3 Gedanken zu „Gedachte Präparate

  1. Die oben erzählte Begebenheit ist nicht ungewöhnlich, sondern tritt sehr häufig und auch in anderen Formen auf.
    Ich habe solche und ähnliche Begebenheiten häufig in meinem Berufsleben erlebt.
    Als kleine Übung kann man ein Spiel machen.
    Man nehme ein Glas Leitungswasser. Dann stelle man sich z.B. eine wunderschöne gelbe Zitrone vor. Wie sie aussieht, riecht, sich anfühlt. Dann geht man ganz tief in diese Vorstellung hinein. Wenn man nun diese Zitrone ganz klar fühlt, riecht und sieht, stelle man sich ein Messer vor, mit dem man die Zitrone durchschneidet, wie ihr Saft hervortritt in kleinen Tropfen, wie sich der Geruch entfaltet. Dann stelle man sich vor, wie man die Zitronenhälften nun über dem Glas zusammen- und ausdrückt.
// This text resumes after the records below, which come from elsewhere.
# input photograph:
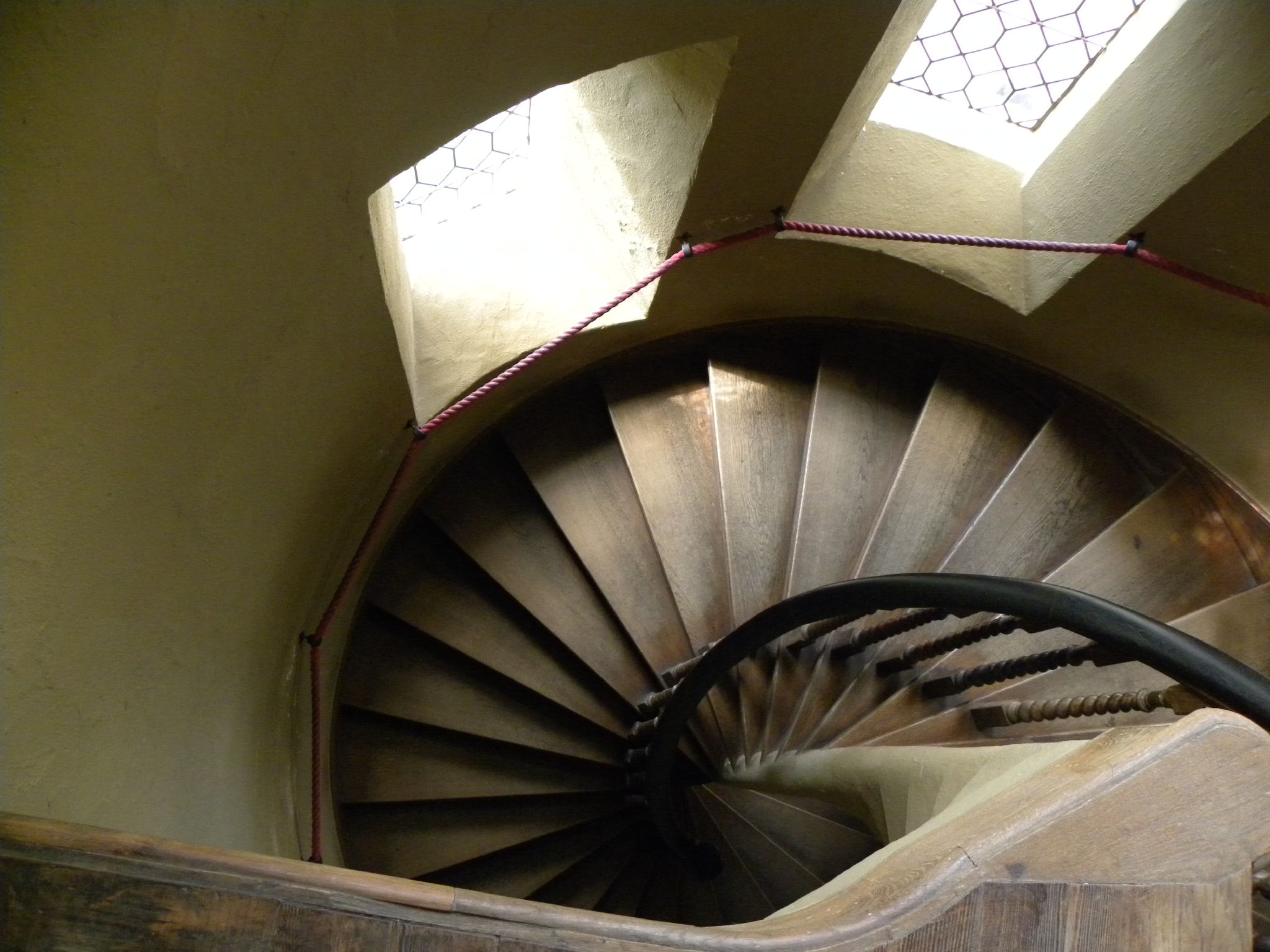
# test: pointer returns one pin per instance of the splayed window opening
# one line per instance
(469, 170)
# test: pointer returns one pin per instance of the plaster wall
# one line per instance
(205, 399)
(611, 162)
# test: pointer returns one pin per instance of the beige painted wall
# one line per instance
(203, 395)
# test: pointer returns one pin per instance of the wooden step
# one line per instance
(425, 579)
(383, 759)
(741, 901)
(395, 669)
(972, 431)
(1169, 557)
(1236, 625)
(585, 884)
(822, 847)
(1071, 483)
(527, 867)
(578, 470)
(624, 895)
(417, 839)
(861, 420)
(761, 400)
(779, 875)
(513, 539)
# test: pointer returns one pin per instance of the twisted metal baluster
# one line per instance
(925, 650)
(1020, 667)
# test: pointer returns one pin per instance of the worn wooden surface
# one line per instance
(1014, 873)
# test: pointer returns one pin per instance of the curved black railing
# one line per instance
(1186, 659)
    Wie der Saft ins Glas tropft und wie er sich mit dem Wasser mischt. Wenn man es gut gemacht hat , kann man nun aus dem Glas trinken und wird den Geschmack einer Zitrone wahrnehmen.
    Hier noch ein paar andere Formen des Placebo-Effektes.
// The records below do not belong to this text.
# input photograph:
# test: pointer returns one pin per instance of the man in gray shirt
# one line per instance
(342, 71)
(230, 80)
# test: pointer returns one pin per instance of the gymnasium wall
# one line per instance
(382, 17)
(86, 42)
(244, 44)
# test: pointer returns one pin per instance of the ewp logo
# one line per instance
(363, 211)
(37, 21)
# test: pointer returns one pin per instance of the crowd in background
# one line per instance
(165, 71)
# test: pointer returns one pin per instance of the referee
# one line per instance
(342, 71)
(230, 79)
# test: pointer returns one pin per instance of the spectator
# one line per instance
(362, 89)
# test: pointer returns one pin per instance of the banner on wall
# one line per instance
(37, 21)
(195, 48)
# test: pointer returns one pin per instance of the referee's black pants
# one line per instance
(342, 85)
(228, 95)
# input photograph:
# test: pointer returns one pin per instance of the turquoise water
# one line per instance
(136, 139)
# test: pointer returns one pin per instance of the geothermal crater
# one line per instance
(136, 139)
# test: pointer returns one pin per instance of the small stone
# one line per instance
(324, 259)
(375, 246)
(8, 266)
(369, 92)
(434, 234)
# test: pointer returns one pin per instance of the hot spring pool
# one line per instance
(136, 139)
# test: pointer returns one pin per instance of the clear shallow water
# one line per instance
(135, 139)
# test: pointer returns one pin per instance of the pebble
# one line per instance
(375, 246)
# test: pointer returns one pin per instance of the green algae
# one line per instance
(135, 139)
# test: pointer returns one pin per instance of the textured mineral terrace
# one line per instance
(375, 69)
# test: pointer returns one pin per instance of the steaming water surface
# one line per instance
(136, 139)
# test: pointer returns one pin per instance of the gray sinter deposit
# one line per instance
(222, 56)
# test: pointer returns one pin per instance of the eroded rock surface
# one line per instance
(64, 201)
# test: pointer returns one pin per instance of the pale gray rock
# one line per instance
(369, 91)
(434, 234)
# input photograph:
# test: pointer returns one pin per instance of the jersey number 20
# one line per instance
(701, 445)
    So geschieht es z.B., dass jemand ein Medikament A einnimmt in der festen Überzeugung, es sei Medikament B. Die Medikamente sind sehr verschieden. Trotzdem kann das Medikament A die Wirkung von B erzeugen ohne, gleichzeitig die Wirkung von A zu entwickeln.
    Es ist nachgewiesen, dass, wenn man jemand in der westlichen Welt eine gefüllte Spritze mit Nadel zeigt, im Körper dieser Person vielfältige Reaktonen ablaufen. Jedoch kann man das Phänomen nicht bei einer Person erzeugen, die nicht weiß, was eine Spritze ist und noch nie eine bekommen hat.
    Es hat sich auch gezeigt, das man durch Scheinoperationen gleiche oder bessere Operationsergebnisse erzielen konnte als durch die übliche Operation. (z.B. bei bestimmten Knieoperationen)
    Von älteren Kollegen weiß ich, das im Krieg oder Notsituationen, wenn es keine Medikamente mehr gab, man aus der Not heraus die Illusion eines Medikamentes erzeugte. Die Wirkung war meistens sehr gut.

    Wichtig ist aber immer, dass man in sich die Vorstellung trägt, was passiert und wie. Ein Glaube, oder sogar eine (tiefe) Überzeugung, dass eine heilende Wirkung eintritt.
    Der Glaube versetzt bekanntlich Berge .

  2. Tolle Geschichte, werde sie in vielen Variationen weitererzählen!
    Danke.
    Der Grad zwischen den Wirklichkeiten – geschluckte Medizin oder gedachte Medizin – scheint mir eh sehr schmal. Wer kann denn genau sagen, wo etwas anfängt oder aufhört zu wirken. In der Seelsorge begegne ich vielen Senioren, deren Wahrnehmung mehr und mehr übers „Spüren“ erfolgt, weniger über kognitive Fähigkeiten. Was für ein Geschenk, wenn es gelingt, jemanden die Freuden des Tanzens im Jugendalter erleben zu lassen, und so die quälenden Schmerzen in den Gelenken regelrecht abzuschalten! Oft hält die Wirkung länger an, als mein Besuch.